Age-old iconographic tensions infuse Silverman’s work, rendered contemporaneous in delicate ways. The Living Watch over the Living ii, a display at Volksbühne’s LVX, Berlin (2019), consisted of marionette-like angels suspended from the ceiling of a storefront window. Made of colorless hand-blown glass, the angels boasted long cylindrical heads and bell-shaped drapery. The Statue of Liberty recurred in a video depicting activist Therese Patricia Okoumou’s July 2018 protest against the separation of migrant families at the U.S.–Mexico border. Okoumou climbed the monument to call for the abolition of Immigration and Customs Enforcement (ICE), bringing her message to a global audience of millions.

With this reel of found footage, which played on a small box monitor that hung among her sculptures, Silverman activated a complicated politics of antiracist solidarity. Her gesture implicitly lauded Okoumou’s bravery, although it carried little of the risk of the original action, for which Okoumou received five years’ probation and two hundred hours of community service. Positioning Okoumou as an angel, the installation affirmed queer theory’s argument that actions that deviate from the vicious continuity of heteronormativity are disruptive and transformative. Yet while angels bless the rest of us with life, how fair is it to see such figures as exceptional? Is resistance divine, or a profoundly everyday activity? Are angels transcendent, in other words, or among us?

We Have Decided Not to Die, Silverman’s recent exhibition at Veda in Florence (2019), provided an answer of sorts. Ceiling hung, as if levitating, a model train track carried a sequence of train cars in which synthetic figurine passengers, in radical social groupings, jostled with symbols of industrialization. There were Catholic women in prayer with protest signs, a baby crawling atop an oil tanker, and in one arrangement, three lambs grazing on AstroTurf next to a pile of tiny guns and swords. A passage—“Nor height, nor depth, nor any other creature, shall be able to separate us from the love of God,” from Romans 8:39, was translated on one placard to “God Loves Fags – Rom. 8:39,” a slogan carried at a Washington, DC, march for LGBT rights in 1993. Attesting to the cyclical rhythms of history, the looping kinetic sculpture was an allegory of spiritual regeneration and a commentary on the seemingly interminable stasis of capitalist production.

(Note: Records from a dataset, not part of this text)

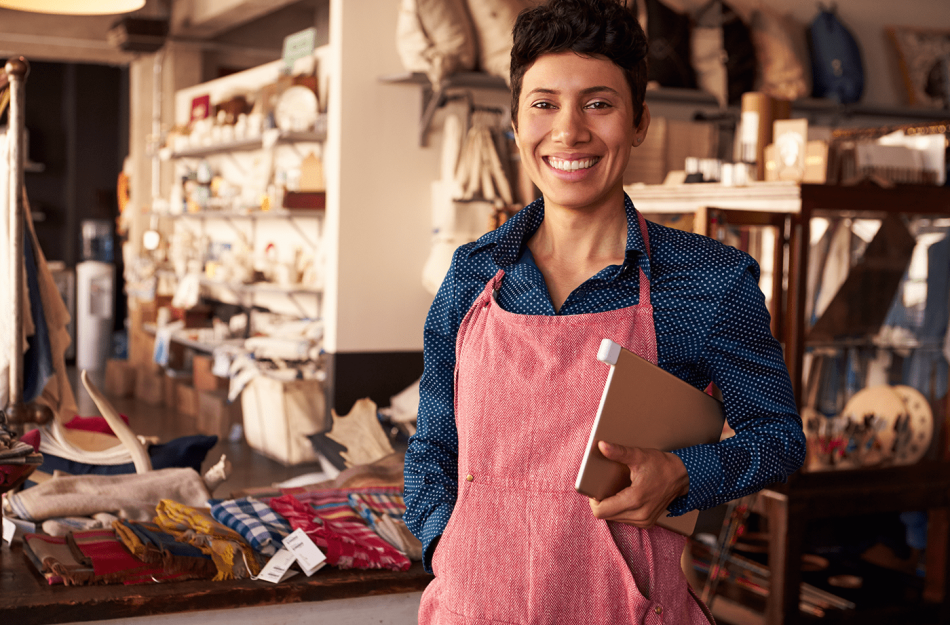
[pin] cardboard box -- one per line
(216, 416)
(120, 378)
(187, 399)
(204, 379)
(148, 385)
(279, 416)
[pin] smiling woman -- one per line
(512, 383)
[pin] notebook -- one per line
(645, 406)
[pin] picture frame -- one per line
(924, 59)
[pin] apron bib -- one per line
(522, 546)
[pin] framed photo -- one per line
(924, 57)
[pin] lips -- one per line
(570, 165)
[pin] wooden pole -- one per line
(17, 70)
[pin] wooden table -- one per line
(26, 598)
(815, 495)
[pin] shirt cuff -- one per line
(432, 531)
(705, 475)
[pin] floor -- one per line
(250, 469)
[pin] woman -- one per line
(511, 382)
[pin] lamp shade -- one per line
(74, 7)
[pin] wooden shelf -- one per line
(282, 213)
(245, 145)
(433, 99)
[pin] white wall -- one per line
(383, 193)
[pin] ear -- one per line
(640, 132)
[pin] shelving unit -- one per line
(247, 145)
(809, 495)
(433, 99)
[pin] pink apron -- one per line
(522, 546)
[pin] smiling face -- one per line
(575, 129)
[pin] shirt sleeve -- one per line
(745, 361)
(431, 466)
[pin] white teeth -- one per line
(564, 165)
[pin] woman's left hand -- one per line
(656, 479)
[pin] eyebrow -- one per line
(587, 91)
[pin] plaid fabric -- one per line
(379, 502)
(232, 555)
(347, 542)
(333, 507)
(254, 520)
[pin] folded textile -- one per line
(233, 557)
(347, 541)
(111, 562)
(19, 449)
(133, 496)
(379, 500)
(55, 560)
(254, 520)
(390, 527)
(150, 544)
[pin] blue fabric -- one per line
(927, 370)
(712, 325)
(260, 526)
(38, 359)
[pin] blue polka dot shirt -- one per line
(711, 323)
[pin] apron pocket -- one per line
(481, 558)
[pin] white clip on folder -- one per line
(645, 406)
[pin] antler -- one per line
(139, 454)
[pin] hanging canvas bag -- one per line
(837, 70)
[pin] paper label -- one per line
(277, 568)
(308, 555)
(9, 530)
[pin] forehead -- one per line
(569, 72)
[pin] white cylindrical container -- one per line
(95, 292)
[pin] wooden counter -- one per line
(26, 598)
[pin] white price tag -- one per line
(13, 526)
(308, 555)
(277, 568)
(9, 530)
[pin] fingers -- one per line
(622, 507)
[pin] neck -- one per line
(571, 246)
(581, 237)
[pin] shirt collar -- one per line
(509, 239)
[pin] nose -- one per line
(570, 126)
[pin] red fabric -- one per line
(93, 424)
(345, 546)
(88, 424)
(112, 562)
(522, 545)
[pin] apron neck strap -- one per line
(644, 281)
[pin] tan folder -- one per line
(645, 406)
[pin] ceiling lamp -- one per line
(74, 7)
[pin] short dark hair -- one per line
(601, 28)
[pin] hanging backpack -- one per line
(837, 71)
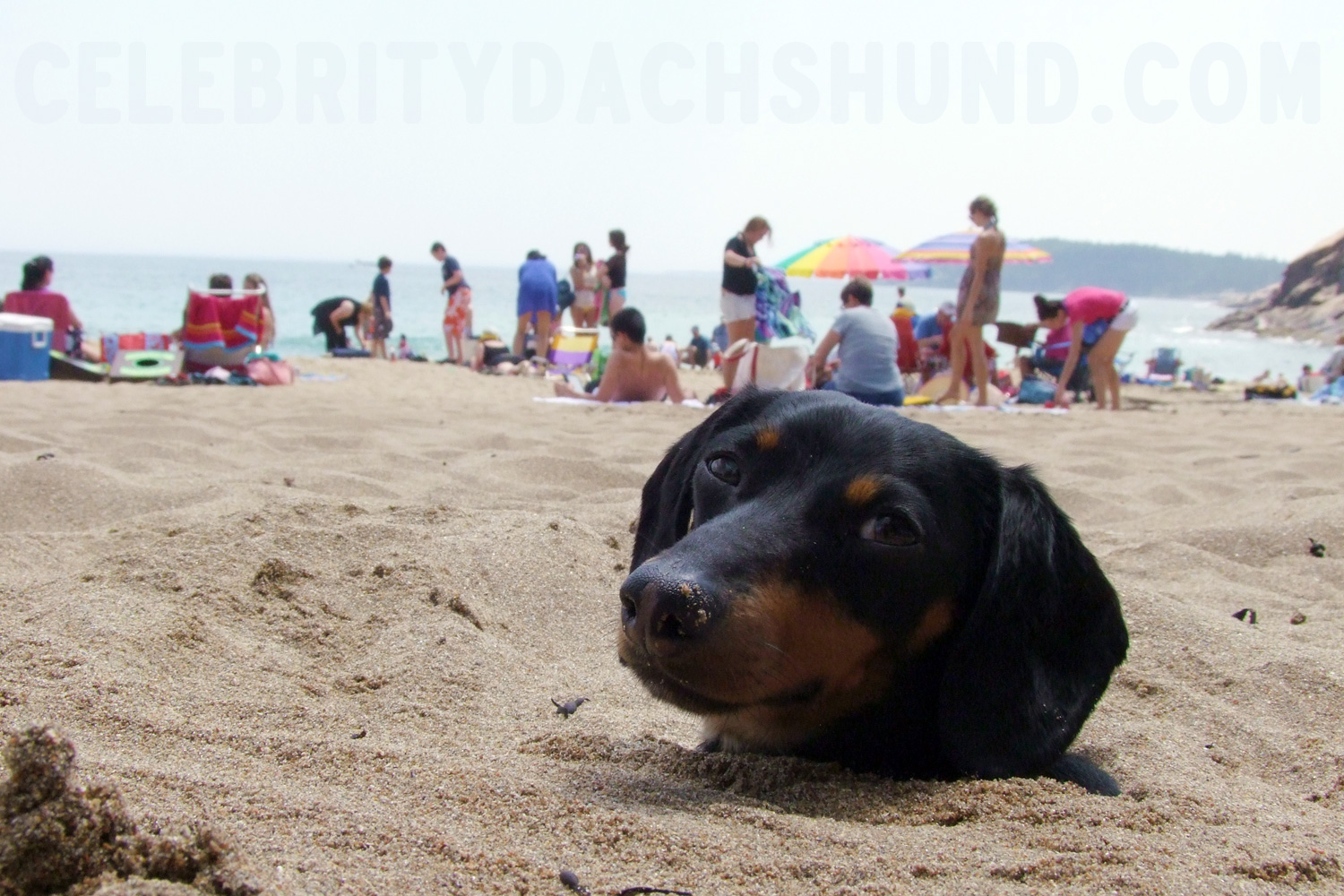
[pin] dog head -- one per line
(797, 555)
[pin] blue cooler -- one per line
(24, 347)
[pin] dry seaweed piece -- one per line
(274, 575)
(572, 882)
(570, 707)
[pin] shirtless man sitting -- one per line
(633, 373)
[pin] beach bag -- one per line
(782, 365)
(1034, 392)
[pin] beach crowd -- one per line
(874, 357)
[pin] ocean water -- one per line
(126, 293)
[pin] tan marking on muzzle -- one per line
(933, 625)
(781, 640)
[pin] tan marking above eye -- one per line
(862, 489)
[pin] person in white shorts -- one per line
(737, 300)
(1086, 306)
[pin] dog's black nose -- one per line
(666, 610)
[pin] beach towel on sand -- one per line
(220, 331)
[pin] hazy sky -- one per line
(347, 131)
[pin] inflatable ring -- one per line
(142, 366)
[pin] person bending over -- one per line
(537, 303)
(1078, 309)
(332, 316)
(867, 341)
(634, 373)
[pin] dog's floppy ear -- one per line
(1038, 648)
(667, 501)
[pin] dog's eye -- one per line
(725, 468)
(897, 530)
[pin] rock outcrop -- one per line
(1306, 304)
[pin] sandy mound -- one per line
(58, 837)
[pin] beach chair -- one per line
(572, 349)
(220, 328)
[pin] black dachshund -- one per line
(832, 581)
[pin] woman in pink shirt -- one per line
(1080, 308)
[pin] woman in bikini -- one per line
(978, 303)
(588, 281)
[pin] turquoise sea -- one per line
(128, 293)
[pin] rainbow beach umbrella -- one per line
(954, 249)
(852, 257)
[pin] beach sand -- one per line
(328, 622)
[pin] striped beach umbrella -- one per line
(954, 249)
(852, 257)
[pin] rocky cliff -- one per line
(1306, 304)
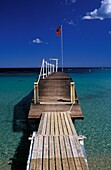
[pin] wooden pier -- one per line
(56, 144)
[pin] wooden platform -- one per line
(54, 95)
(56, 145)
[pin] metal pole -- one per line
(62, 47)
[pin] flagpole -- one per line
(62, 53)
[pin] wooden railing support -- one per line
(72, 91)
(36, 93)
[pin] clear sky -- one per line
(28, 32)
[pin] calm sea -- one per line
(94, 92)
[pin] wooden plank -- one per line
(41, 124)
(72, 126)
(34, 155)
(59, 124)
(39, 153)
(56, 124)
(48, 124)
(67, 124)
(63, 124)
(80, 154)
(63, 154)
(57, 153)
(45, 153)
(51, 154)
(69, 153)
(44, 124)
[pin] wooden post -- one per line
(72, 91)
(36, 94)
(46, 68)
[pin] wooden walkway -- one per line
(56, 144)
(54, 95)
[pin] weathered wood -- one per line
(63, 154)
(51, 153)
(57, 153)
(54, 96)
(56, 145)
(45, 153)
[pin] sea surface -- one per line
(94, 93)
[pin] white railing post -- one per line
(50, 68)
(53, 68)
(72, 91)
(46, 68)
(56, 65)
(36, 94)
(43, 68)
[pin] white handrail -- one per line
(30, 151)
(47, 69)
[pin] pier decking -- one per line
(56, 143)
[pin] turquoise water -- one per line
(93, 90)
(13, 109)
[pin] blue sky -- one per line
(28, 32)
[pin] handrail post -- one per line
(56, 65)
(46, 68)
(36, 93)
(72, 91)
(53, 68)
(43, 68)
(50, 68)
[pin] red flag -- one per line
(58, 31)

“To be entangled is not simply to be intertwined with another, as in the joining of separate entities, but to lack an independent, self-contained existence,” writes the feminist theorist Karen Barad. It is thus “impossible to differentiate in any absolute sense between creation and renewal, beginning and returning, continuity and discontinuity, here and there, past and future.”2 Elegantly dismissing dichotomies of good and bad, sacred and profane, Silverman’s assemblages explore the interdependence that sustains vulnerable communities. We are torn apart yet remain bound together. Knowing this, we become angels.

 

[1] Tony Kushner, Angels in America: A Gay Fantasia on National Themes (New York: Theatre Communications Group, 1993), 31.
[2] Karen Barad, Meeting the Universe Halfway: Quantum Physics and the Entanglement of Matter and Meaning (Durham, NC: Duke University Press, 2007), ix.

 

Aviva Silverman (b. 1986, New York) works with sculpture, performance, photography, and theater. Solo exhibitions and performances include We Have Decided Not to Die, Veda, Florence (2019); Protect me from what I am, Swiss Institute, New York (2018); Entering Heaven Alive, Bodega, New York (2018); and Twister, MoMA PS1, New York (2016). Silverman’s work has been included in group exhibitions at MoMA PS1, New York; Lisson Gallery, New York; Greene Naftali, New York; Tanya Bonakdar, New York; Atlanta Contemporary; and Salzburger Kunstverein.

Harry Burke’s criticism has appeared in Texte zur Kunst, frieze, Spike Art Quarterly, PIN-UP, Art in America, and elsewhere.